Hypersensitivity in the residual limb is common, particularly around areas of scar tissue or hypertonic muscles, causing a pain cycle which interferes with functionality. Manipulation of the soft tissues of the stump can reduce nerve sensitivity and myofascial pain, thus helping to break the cycle. 


Massage therapy is known for its effect on the circulation, with good blood flow being essential in the recovery process to supply oxygen and nutrients to the tissues and enable waste elimination. Poor circulation of the residual limb, can cause cold sensations and burning pain, even more so in cold weather when peripheral blood flow is naturally reduced. This is due to nerves, arteries and capillaries, which regulate blood flow, being damaged during the amputation, and the inevitable muscle atrophy due to reduced functional requirements of the muscles. When muscles atrophy, the muscle pump action, which assists with blood circulation, no longer functions, but massage therapy can mimic this pump action, thus passively assisting with fluid movement. The localised increase in blood supply to the skin surface during massage can also help to warm the cold residual limb, and therefore help reduce the burning pain. 

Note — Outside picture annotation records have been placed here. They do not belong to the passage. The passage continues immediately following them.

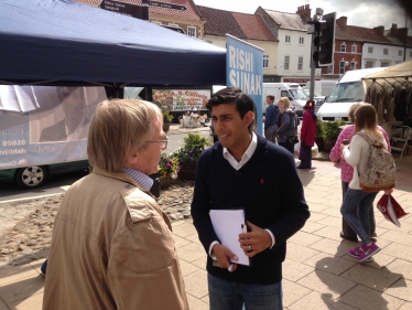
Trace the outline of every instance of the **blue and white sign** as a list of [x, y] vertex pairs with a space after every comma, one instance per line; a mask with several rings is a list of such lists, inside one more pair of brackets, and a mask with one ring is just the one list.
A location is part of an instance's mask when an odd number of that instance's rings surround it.
[[0, 170], [87, 159], [104, 87], [0, 85]]
[[226, 34], [226, 84], [252, 97], [258, 133], [262, 135], [263, 50], [230, 34]]

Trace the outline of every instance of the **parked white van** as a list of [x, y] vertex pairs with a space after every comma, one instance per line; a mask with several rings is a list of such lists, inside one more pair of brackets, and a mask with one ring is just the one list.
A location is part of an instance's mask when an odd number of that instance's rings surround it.
[[[328, 96], [336, 86], [337, 79], [321, 79], [315, 81], [314, 97]], [[304, 89], [311, 89], [311, 81], [306, 82]]]
[[303, 88], [297, 83], [263, 83], [263, 95], [262, 95], [262, 111], [265, 113], [268, 108], [267, 96], [273, 95], [274, 103], [277, 104], [281, 97], [288, 97], [291, 100], [291, 105], [295, 107], [296, 114], [302, 116], [303, 107], [308, 99]]
[[361, 78], [386, 67], [371, 67], [346, 72], [336, 83], [335, 88], [325, 99], [317, 111], [317, 119], [348, 121], [348, 111], [353, 104], [365, 99], [365, 89]]

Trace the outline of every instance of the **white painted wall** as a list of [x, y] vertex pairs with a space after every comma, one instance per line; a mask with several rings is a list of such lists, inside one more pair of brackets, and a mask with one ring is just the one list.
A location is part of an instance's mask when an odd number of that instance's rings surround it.
[[[285, 42], [285, 36], [291, 38], [290, 42]], [[303, 38], [303, 44], [300, 44], [299, 39]], [[279, 29], [279, 47], [278, 47], [278, 74], [283, 77], [308, 77], [311, 76], [311, 44], [312, 34], [307, 34], [303, 31], [293, 31]], [[284, 57], [290, 56], [289, 70], [284, 68]], [[303, 56], [302, 71], [297, 70], [299, 57]], [[315, 71], [315, 76], [321, 77], [321, 70]]]

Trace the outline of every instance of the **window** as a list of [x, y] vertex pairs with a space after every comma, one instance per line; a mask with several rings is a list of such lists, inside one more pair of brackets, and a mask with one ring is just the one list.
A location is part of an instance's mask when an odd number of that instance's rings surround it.
[[192, 25], [188, 25], [187, 26], [187, 35], [196, 38], [196, 28], [192, 26]]
[[269, 55], [263, 55], [263, 67], [269, 67]]
[[344, 74], [345, 73], [345, 61], [340, 61], [339, 62], [339, 74]]
[[375, 62], [373, 61], [366, 61], [365, 62], [365, 68], [373, 67]]
[[391, 66], [391, 62], [380, 62], [380, 66]]
[[303, 57], [299, 57], [297, 58], [297, 71], [302, 71], [303, 70]]

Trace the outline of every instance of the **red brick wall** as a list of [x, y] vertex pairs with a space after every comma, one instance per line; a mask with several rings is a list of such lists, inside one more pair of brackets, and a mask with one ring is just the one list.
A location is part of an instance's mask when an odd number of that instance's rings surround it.
[[[340, 45], [346, 44], [346, 53], [340, 52]], [[357, 45], [357, 52], [351, 53], [351, 46], [354, 43]], [[361, 67], [361, 52], [362, 52], [362, 44], [360, 42], [354, 41], [344, 41], [344, 40], [335, 40], [335, 54], [334, 54], [334, 72], [333, 74], [327, 73], [327, 67], [322, 70], [322, 75], [325, 77], [339, 77], [339, 62], [348, 62], [349, 65], [345, 67], [345, 71], [350, 71], [350, 63], [355, 61], [356, 68], [359, 70]]]

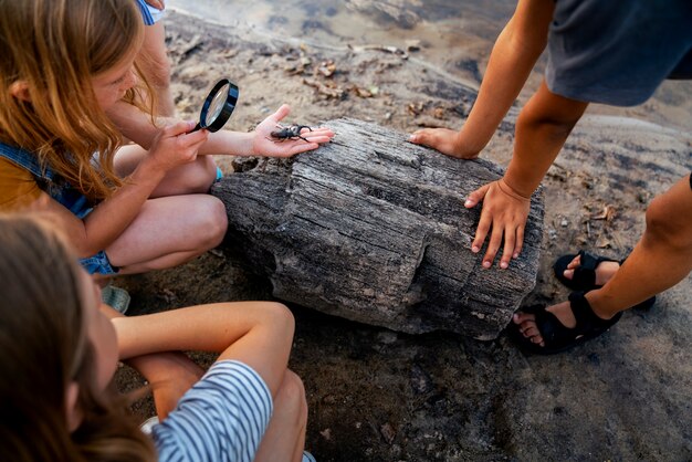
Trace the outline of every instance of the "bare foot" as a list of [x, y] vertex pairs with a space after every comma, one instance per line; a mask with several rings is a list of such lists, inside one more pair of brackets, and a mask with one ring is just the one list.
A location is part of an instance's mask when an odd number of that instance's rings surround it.
[[479, 156], [478, 149], [470, 149], [459, 140], [459, 132], [449, 128], [423, 128], [415, 132], [409, 141], [423, 145], [461, 159], [474, 159]]
[[[572, 280], [574, 277], [574, 270], [581, 264], [581, 255], [575, 256], [575, 259], [569, 262], [567, 265], [567, 270], [563, 273], [563, 275]], [[596, 285], [606, 285], [608, 281], [618, 272], [620, 269], [620, 263], [618, 262], [600, 262], [598, 266], [596, 266]]]
[[[573, 328], [577, 325], [577, 319], [572, 313], [572, 306], [569, 302], [563, 302], [557, 305], [553, 305], [546, 308], [546, 311], [553, 313], [565, 327]], [[536, 326], [535, 319], [536, 317], [533, 314], [523, 312], [514, 313], [514, 316], [512, 316], [512, 322], [514, 324], [518, 324], [518, 329], [524, 337], [531, 339], [531, 342], [533, 342], [534, 344], [545, 346], [543, 337], [541, 336], [541, 332], [538, 332], [538, 327]]]

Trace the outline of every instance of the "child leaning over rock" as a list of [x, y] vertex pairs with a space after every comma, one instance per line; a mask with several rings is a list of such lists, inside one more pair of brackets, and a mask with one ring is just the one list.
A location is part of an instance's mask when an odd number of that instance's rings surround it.
[[[544, 81], [516, 120], [514, 154], [504, 177], [471, 192], [483, 202], [471, 244], [483, 266], [495, 255], [505, 269], [522, 251], [530, 197], [589, 103], [641, 104], [664, 78], [692, 78], [692, 2], [689, 0], [520, 0], [497, 38], [479, 97], [460, 132], [422, 129], [411, 141], [471, 159], [485, 147], [548, 49]], [[503, 251], [500, 252], [500, 249]], [[647, 230], [621, 264], [585, 252], [555, 264], [575, 292], [569, 302], [532, 306], [514, 315], [510, 332], [524, 348], [562, 351], [606, 332], [622, 311], [692, 270], [692, 180], [681, 178], [647, 209]]]

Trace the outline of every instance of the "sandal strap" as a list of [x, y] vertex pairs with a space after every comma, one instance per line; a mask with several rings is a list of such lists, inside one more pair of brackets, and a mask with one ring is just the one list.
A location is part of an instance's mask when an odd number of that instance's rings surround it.
[[545, 309], [545, 305], [522, 308], [525, 313], [535, 316], [536, 328], [541, 333], [546, 346], [558, 347], [570, 343], [578, 335], [575, 329], [566, 327], [553, 313]]
[[579, 266], [574, 270], [574, 276], [572, 280], [575, 285], [578, 285], [579, 287], [596, 286], [596, 267], [598, 267], [598, 265], [602, 262], [618, 262], [618, 260], [594, 255], [593, 253], [584, 250], [580, 250], [577, 255], [581, 259], [579, 260]]
[[569, 305], [572, 306], [572, 313], [577, 325], [574, 330], [581, 335], [598, 335], [606, 332], [610, 326], [618, 322], [620, 313], [612, 316], [610, 319], [600, 318], [594, 313], [594, 308], [589, 304], [589, 301], [584, 296], [585, 292], [573, 292], [569, 294]]
[[601, 258], [594, 255], [589, 252], [580, 250], [577, 255], [579, 259], [579, 266], [575, 267], [572, 281], [575, 285], [580, 287], [593, 287], [596, 285], [596, 266], [601, 262]]

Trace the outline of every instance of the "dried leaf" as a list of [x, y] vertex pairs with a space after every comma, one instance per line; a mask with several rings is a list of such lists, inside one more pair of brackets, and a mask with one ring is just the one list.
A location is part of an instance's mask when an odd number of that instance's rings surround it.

Any surgery will introduce tough scar tissue, on top of any scar tissue caused by any injury leading up to the amputation, for example, in military service, or through infection. 

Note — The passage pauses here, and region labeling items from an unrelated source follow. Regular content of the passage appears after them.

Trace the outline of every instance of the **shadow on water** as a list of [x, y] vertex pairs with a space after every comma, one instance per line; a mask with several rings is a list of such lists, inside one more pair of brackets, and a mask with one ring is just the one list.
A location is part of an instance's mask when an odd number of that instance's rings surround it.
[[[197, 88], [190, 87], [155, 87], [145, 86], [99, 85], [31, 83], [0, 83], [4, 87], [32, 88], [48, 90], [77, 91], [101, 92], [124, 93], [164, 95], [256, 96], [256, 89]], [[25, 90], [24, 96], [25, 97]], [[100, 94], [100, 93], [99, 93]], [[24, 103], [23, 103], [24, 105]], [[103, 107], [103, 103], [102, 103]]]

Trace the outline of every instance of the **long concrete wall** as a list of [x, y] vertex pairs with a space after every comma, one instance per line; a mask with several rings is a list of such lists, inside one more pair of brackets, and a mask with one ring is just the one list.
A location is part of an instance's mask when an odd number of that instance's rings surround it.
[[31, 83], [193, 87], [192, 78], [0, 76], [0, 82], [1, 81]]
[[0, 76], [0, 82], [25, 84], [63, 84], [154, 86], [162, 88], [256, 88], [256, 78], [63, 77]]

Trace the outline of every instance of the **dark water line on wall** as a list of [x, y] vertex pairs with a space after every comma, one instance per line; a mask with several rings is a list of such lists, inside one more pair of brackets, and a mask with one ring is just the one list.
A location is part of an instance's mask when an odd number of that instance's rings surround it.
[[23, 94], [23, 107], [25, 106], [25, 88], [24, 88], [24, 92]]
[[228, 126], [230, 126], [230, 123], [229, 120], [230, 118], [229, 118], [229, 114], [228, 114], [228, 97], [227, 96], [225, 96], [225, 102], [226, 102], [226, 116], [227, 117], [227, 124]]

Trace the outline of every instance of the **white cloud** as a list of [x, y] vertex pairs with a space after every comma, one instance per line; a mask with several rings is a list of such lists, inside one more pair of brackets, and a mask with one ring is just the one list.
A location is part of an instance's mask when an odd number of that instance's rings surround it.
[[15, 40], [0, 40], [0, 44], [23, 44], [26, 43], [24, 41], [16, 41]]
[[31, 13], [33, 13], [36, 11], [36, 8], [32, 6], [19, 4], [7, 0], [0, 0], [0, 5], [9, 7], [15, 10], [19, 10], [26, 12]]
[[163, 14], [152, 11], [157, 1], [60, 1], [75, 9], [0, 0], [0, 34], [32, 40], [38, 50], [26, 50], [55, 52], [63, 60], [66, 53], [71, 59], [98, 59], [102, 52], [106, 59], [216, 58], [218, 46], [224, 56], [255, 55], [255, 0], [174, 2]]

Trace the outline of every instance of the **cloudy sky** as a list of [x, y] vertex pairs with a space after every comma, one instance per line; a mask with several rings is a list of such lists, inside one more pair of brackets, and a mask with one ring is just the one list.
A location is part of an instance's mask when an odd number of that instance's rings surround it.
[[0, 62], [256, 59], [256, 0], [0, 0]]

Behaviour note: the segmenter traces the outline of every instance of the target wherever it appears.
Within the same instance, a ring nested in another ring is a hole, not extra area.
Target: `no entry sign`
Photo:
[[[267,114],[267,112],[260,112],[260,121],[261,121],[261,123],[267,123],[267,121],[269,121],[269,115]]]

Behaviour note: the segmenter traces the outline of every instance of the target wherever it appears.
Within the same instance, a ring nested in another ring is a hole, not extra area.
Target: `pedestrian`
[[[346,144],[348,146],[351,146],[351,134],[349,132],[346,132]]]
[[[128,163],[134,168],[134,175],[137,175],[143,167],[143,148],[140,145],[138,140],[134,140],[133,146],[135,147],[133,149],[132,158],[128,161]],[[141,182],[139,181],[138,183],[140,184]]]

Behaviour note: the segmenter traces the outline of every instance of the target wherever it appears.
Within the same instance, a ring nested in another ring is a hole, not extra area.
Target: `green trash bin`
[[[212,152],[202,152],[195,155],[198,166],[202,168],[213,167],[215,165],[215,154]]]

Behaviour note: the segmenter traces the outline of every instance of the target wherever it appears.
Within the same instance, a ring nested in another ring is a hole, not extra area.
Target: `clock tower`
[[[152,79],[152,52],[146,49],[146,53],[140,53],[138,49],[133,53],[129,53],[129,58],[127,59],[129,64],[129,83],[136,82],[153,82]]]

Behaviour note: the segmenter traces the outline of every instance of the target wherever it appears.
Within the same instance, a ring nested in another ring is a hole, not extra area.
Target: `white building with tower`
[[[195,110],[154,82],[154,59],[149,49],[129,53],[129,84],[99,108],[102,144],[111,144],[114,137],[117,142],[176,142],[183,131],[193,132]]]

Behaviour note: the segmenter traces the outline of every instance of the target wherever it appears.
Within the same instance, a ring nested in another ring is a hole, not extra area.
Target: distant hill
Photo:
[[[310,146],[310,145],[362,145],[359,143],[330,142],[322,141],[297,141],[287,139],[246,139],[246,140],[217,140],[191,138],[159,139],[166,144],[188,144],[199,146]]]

Scar tissue will negatively impact on the adjacent tissues, not only causing pain and reduced range of motion, but also itching which may reduce the amount of time a client can tolerate wearing their prosthetic. Massage can release scar tissue, improving muscle tightness, reduced range of motion, pain and itching, thus potentially increasing prosthetic tolerance levels. 

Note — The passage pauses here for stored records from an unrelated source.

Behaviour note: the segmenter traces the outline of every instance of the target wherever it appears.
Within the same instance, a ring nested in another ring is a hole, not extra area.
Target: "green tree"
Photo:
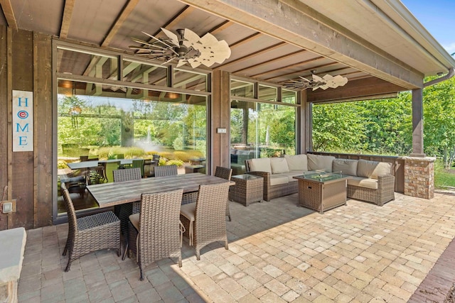
[[[355,103],[314,105],[314,150],[353,152],[363,150],[366,121],[360,112]]]
[[[449,168],[455,153],[455,78],[424,89],[423,103],[425,153],[441,156]]]

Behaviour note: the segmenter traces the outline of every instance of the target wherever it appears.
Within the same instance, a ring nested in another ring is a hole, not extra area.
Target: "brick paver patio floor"
[[[229,250],[213,243],[198,261],[186,239],[181,268],[162,260],[142,282],[134,260],[113,250],[64,272],[68,225],[29,230],[19,302],[407,302],[455,237],[451,194],[396,194],[382,207],[348,200],[324,214],[296,200],[230,202]]]

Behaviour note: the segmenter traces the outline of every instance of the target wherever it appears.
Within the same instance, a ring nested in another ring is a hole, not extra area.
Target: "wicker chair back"
[[[217,166],[215,170],[215,177],[219,177],[220,178],[226,179],[230,181],[230,177],[232,175],[232,169]],[[229,221],[232,221],[230,216],[230,209],[229,209],[229,200],[226,202],[226,216],[229,218]]]
[[[65,269],[70,270],[71,263],[92,251],[113,248],[120,255],[120,220],[112,211],[105,211],[77,219],[70,192],[65,183],[62,194],[68,216],[68,236],[63,255],[68,252],[68,263]]]
[[[200,249],[212,242],[224,241],[228,249],[225,209],[229,187],[228,182],[199,186],[193,224],[198,260]]]
[[[114,175],[114,182],[139,180],[142,178],[139,167],[112,170],[112,175]]]
[[[155,167],[155,177],[177,175],[177,165],[163,165]]]
[[[178,265],[182,266],[179,218],[183,193],[183,189],[179,189],[141,196],[139,235],[135,237],[130,233],[129,237],[129,247],[139,250],[141,280],[144,279],[144,268],[165,258],[177,258]],[[136,229],[132,224],[129,228]]]

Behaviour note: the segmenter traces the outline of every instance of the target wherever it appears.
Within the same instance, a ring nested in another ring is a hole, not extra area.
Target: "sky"
[[[455,53],[455,0],[401,0],[449,54]]]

Swelling may occur due to surgery or prolonged prosthetic wearing, but this can be improved with manual lymphatic drainage, which can:- - drain excess fluid which may compress internal structures and cause tingling/numbness/discomfort - help maintain skin integrity - assist with finding a good prosthetic fit and therefore improving functionality, 


 Compensatory muscle tension, pain, repetitive strain and stiffness in joints occurs in amputees due to increased function to counterbalance the limitations of the amputated limb. These imbalances will further impede functional abilities and require early intervention to avoid additional problems, eg:-

 - carpal tunnel is common in upper limb amputees due to increased use of remaining arm

 - persistent lower back pain in lower limb amputees due to altered weight distribution

 - muscle spasms in residual limb due to supporting weight of the prosthetic

 - contractures in joints above the amputation site is common but if left untreated may promote poor prosthetic fit, abnormal gait , pain and potentially inability to walk with a prosthetic 

- headaches often occur due to medications, reduced sleep, stress, dehydration, muscle tightness and referred pain from trigger points. All of these imbalances can be treated with massage, but for some amputees this may require more regular maintenance treatments. As always ensure that you see a registered and experienced therapist who has experience of dealing with this issue.